Der Ausbau der abschüssigen, schmalen Straßen werde für die Firmen eine echte Herausforderung, sagt Mork. Da die Straßen sehr eng sind, gibt es keinen Platz für ein Materiallager und der Einsatz großer Maschinen sei schwierig. „Das vorhandene Natursteinpflaster wird hochgenommen und in der Fahrbahnmitte auf 2,50 Meter Breite wieder verlegt.
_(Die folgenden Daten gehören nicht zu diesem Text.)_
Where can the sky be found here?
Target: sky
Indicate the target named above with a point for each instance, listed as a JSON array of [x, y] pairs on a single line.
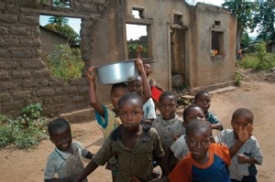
[[132, 31]]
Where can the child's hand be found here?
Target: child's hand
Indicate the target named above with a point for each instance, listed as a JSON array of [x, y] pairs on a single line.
[[139, 65], [175, 137], [242, 159], [91, 73], [246, 133], [134, 179]]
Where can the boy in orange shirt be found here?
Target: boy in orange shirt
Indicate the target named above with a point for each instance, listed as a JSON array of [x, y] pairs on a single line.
[[206, 161]]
Um ein einheitliches Bild zu bekommen, werden die Seiten mit dem Betonsteinpflaster ergänzt, das auch im ersten Bauabschnitt verlegt worden ist“, erklärt Christian Mork.

Die spannende Frage, welche Kosten für den Ausbau denn wohl auf die Anlieger zukommen, beantwortet Thomas Breitkopf, im Rathaus für Straßenausbau- und Erschließungsbeiträge zuständig. „Die Beitragsfläche ist größer als die Grundstücksfläche, da die Nutzungsfläche, also die Zulässigkeit von Vollgeschossen, dazu gerechnet wird“, macht er deutlich. Veranschlagt sind die Gesamtkosten für die Straßenneugestaltung mit 121 000 Euro, so Breitkopf. Da der Ausbau im Rahmen der Dorferneuerung stattfindet, beteiligt sich das Land Niedersachsen mit 50 Prozent der Nettobausumme, das sind 51 000 Euro. Die übrigen 50 Prozent teilen sich die Stadt Hessisch Oldendorf, die 40 Prozent davon übernimmt. Und 60 Prozent der Kosten bleiben für die Anlieger, erklärt der Mitarbeiter des zuständigen Fachbereichs.
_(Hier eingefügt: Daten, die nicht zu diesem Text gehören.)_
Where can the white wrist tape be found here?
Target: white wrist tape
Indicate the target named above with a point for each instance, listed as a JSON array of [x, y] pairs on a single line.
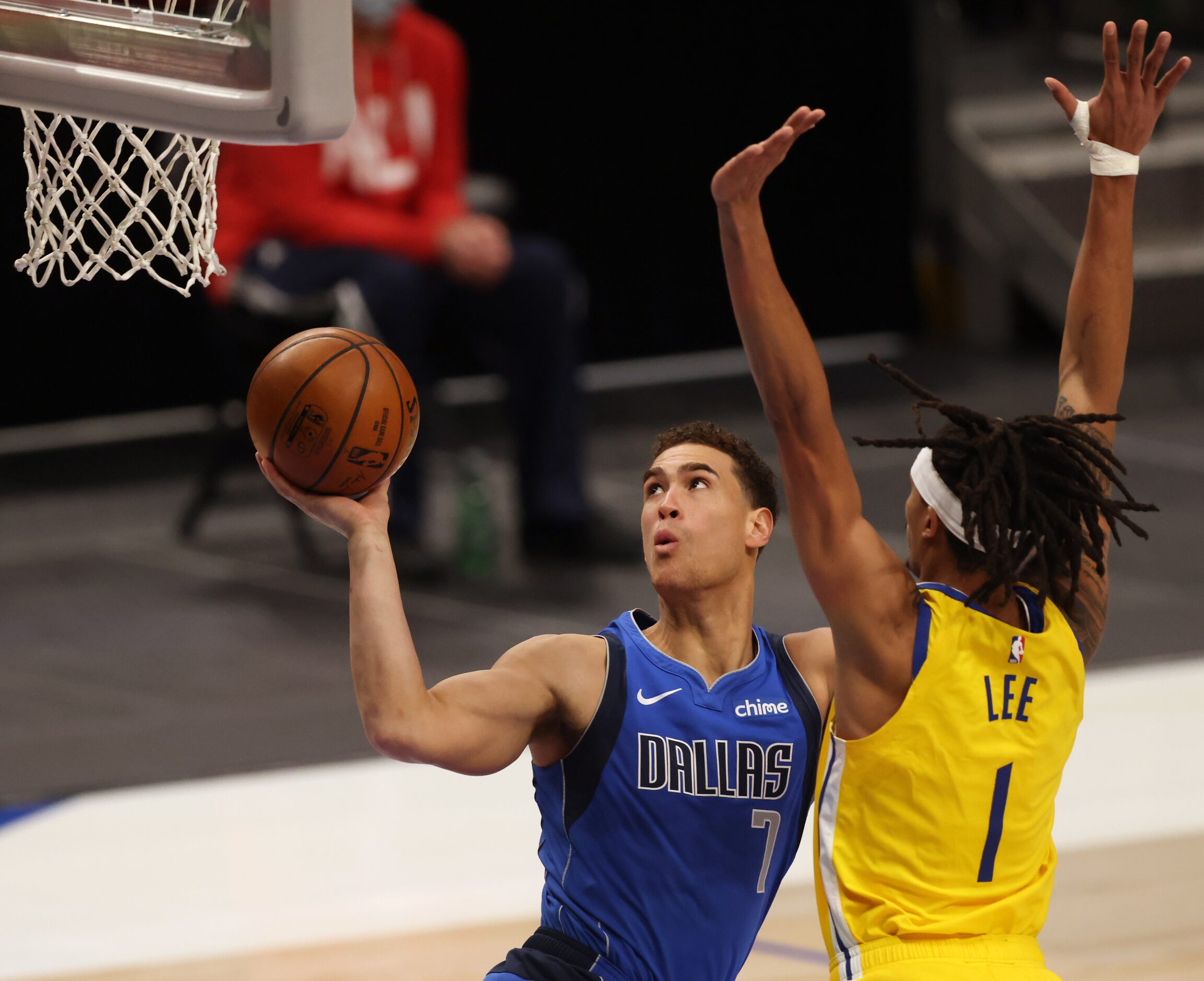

Während die Baumaßnahme Auf dem Harze und im Zeisigweg im Frühjahr beginnen soll, ist der Ausbau der beiden Zufahrten zum Helmburgisplatz für den Herbst geplant. Christian Mork betont, dass es wichtig ist, „dass der Platz und die Zufahrten wie aus einem Guss erscheinen.“ Daher würden die Materialien verwendet, die bereits bei der Gestaltung des Helmburgis-platzes Verwendung fanden. „Das ist finanziell aufwendig, da die Natursteine und der Splitt teuer sind“, erklärt er. Die Kosten für beide Zufahrten werden mit rund 85 000 Euro veranschlagt. Das Land beteiligt sich mit 36 000 Euro. Die Anlieger der Zufahrt zum Helmburgisplatz von der Stiftstraße aus werden zur Zahlung von Straßenausbaubeiträgen in der Höhe von 60 Prozent nach Abzug der Landeszuschüsse herangezogen. Bleiben für die Stadt die restlichen 40 Prozent.

Nach der Bürgerversammlung stimmte der Ortsrat Fischbeck den Plänen zu. Nun sind der städtische Bauausschuss und der Verwaltungsausschuss in den nächsten Wochen an der Reihe, bevor die Ausschreibung der Arbeiten erfolgt.

Auf dem Harze ist die Straßenoberfläche alles andere als gut. Im Frühjahr beginnt die Sanierung.